Sat Aug 21 07:28:41 GMT 2021





*Communication Maintenance in Longue Durée. **A paper-based workshop (deadline extended)*

In the last decades, more and more scholars have claimed for inclusion of maintenance among the key topics and key questions of technology (Edgerton 2007, Jackson 2014, Russell and Vinsel 2018, Henke and Sims 2020,). Communication and media studies have just partially included in their methodological and analytical tools reflections on maintenance (see Balbi and Leggero 2020; Weber and Krebs 2021) and this paper-based workshop aims to advance in this aspect adding another fundamental yet underestimated layer in communication and maintenance research: the /Longue durée/.

Maintenance of communication infrastructures, for example, is a long-term process lasting for decades or even centuries. On the one hand, roads, networks and cables are constantly maintained to keep them functioning but, on the other, to understand their strategic relevance is important to adopt a /Longue durée/ perspective (Braudel 1958) since those channels of communication have often political, economic, and sociocultural relevance. Sometimes, maintenance has a strong effect not only in preserving communication infrastructures but also in modifying or even dismantling them. In long-terms, communications can be radically changed because of maintenance and transformed into something totally different from what was originally to be maintained.

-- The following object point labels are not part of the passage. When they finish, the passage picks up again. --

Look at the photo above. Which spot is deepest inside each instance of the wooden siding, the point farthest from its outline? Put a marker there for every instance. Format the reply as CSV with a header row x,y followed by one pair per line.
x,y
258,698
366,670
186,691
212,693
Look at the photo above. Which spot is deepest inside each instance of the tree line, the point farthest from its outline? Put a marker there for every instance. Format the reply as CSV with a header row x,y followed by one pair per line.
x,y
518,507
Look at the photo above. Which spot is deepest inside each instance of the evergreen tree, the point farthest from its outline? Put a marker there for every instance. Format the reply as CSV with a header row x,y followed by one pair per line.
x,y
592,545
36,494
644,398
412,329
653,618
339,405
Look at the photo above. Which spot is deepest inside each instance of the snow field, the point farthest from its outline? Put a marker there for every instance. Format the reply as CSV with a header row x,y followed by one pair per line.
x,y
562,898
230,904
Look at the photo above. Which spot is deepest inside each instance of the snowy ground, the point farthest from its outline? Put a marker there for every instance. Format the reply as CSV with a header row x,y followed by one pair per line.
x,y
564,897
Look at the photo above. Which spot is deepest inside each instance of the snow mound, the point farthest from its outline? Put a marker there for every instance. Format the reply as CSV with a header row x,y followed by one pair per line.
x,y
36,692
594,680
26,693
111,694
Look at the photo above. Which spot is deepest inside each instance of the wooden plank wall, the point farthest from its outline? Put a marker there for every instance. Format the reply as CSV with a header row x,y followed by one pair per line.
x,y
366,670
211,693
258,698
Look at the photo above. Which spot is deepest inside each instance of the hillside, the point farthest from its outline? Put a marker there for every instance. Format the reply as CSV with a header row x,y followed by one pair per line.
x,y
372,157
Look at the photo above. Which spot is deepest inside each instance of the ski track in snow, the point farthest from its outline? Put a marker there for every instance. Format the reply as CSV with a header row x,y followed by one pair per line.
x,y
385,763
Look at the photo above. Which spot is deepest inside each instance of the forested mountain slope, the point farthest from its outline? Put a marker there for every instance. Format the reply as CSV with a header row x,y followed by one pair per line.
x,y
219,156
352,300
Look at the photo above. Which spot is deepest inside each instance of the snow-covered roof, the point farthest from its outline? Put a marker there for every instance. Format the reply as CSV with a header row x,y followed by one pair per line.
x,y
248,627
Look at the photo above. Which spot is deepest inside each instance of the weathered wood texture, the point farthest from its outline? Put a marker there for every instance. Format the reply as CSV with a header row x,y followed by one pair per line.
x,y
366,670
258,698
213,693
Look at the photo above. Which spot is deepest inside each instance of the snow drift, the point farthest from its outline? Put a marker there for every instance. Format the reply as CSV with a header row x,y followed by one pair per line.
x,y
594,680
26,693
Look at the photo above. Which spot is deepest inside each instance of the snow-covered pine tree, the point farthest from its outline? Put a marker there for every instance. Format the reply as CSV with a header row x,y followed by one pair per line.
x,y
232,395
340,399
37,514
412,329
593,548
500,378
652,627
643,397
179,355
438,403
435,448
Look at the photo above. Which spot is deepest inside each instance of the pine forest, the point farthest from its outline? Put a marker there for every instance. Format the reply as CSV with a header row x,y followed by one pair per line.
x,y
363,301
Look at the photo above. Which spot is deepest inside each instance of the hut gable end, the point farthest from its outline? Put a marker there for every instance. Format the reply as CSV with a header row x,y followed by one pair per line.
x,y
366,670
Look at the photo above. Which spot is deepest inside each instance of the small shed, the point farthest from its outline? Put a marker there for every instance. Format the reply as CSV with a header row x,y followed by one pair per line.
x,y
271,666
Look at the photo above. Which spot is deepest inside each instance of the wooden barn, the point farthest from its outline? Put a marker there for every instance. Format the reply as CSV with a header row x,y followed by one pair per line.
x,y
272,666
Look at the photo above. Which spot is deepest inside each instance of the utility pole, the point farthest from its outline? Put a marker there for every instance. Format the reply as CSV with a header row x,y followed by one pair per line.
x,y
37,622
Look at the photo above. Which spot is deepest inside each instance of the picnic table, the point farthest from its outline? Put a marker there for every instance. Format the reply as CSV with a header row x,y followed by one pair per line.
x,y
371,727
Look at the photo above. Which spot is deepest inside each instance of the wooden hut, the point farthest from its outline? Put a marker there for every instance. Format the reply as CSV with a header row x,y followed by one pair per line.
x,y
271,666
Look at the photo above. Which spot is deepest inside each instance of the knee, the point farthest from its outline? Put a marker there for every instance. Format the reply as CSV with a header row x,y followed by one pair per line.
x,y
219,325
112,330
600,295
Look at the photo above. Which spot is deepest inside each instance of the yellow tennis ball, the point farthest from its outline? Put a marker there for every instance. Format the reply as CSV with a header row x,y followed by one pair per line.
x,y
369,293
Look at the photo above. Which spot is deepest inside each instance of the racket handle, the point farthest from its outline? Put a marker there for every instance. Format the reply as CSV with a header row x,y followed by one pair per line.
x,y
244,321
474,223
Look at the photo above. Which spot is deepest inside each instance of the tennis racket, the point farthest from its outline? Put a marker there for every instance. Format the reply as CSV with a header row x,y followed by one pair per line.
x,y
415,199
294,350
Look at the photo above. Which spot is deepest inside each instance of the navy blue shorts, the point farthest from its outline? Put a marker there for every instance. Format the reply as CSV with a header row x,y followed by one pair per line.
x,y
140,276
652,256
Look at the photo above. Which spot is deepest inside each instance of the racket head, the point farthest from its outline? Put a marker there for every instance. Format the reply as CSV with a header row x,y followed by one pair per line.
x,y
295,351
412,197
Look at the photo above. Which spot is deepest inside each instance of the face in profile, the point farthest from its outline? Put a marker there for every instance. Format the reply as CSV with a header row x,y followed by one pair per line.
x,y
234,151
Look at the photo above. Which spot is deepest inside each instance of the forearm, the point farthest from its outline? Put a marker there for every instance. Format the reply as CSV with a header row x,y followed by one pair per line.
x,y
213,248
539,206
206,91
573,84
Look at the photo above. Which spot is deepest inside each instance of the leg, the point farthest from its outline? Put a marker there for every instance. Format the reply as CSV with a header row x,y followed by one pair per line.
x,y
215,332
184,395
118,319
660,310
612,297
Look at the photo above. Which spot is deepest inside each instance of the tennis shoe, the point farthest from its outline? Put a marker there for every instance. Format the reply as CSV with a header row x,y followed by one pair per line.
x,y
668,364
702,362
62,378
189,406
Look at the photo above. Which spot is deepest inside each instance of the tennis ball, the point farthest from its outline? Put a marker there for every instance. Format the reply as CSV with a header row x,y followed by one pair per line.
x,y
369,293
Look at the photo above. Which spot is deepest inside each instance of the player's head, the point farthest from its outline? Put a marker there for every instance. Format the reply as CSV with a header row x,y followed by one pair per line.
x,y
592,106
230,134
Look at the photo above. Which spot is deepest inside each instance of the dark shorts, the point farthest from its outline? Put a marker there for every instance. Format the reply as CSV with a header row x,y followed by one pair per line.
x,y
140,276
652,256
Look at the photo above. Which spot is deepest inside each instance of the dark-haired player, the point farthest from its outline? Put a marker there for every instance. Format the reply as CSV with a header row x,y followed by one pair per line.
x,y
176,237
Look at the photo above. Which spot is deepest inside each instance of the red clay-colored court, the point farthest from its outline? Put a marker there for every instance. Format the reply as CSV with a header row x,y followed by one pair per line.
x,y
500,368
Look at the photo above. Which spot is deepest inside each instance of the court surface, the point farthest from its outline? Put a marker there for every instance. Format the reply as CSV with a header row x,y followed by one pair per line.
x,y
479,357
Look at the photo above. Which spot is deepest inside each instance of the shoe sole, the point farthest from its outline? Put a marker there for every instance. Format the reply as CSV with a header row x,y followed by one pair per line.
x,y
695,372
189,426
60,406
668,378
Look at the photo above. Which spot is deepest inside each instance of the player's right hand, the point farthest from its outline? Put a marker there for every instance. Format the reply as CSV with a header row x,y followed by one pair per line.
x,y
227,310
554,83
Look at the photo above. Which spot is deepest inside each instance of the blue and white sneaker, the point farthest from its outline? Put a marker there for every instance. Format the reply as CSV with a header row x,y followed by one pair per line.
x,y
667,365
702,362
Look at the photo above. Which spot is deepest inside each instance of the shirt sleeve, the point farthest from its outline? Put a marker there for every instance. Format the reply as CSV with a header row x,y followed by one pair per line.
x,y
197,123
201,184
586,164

Furthermore, despite or even because of maintenance and its related costs, communication infrastructures are abandoned in favor of other and apparently most “advanced” technologies of communication, whose maintenance is easier for example. This is typical when new technologies of communication emerge or when new cultures of maintenance appear.

Finally, communication maintenance in /Longue durée/ can also be considered in political and cultural terms. Sometimes, the technological dimension of the communication infrastructure to be maintained is secondary and political ideologies are more relevant: national or regional demands, (fake or real) ethnical ancestries, centers and peripheries, mountains and flatlands, cultural claims are all relevant in deciding to maintain an old and misused road, an undersea cable, a trait of railway, etc.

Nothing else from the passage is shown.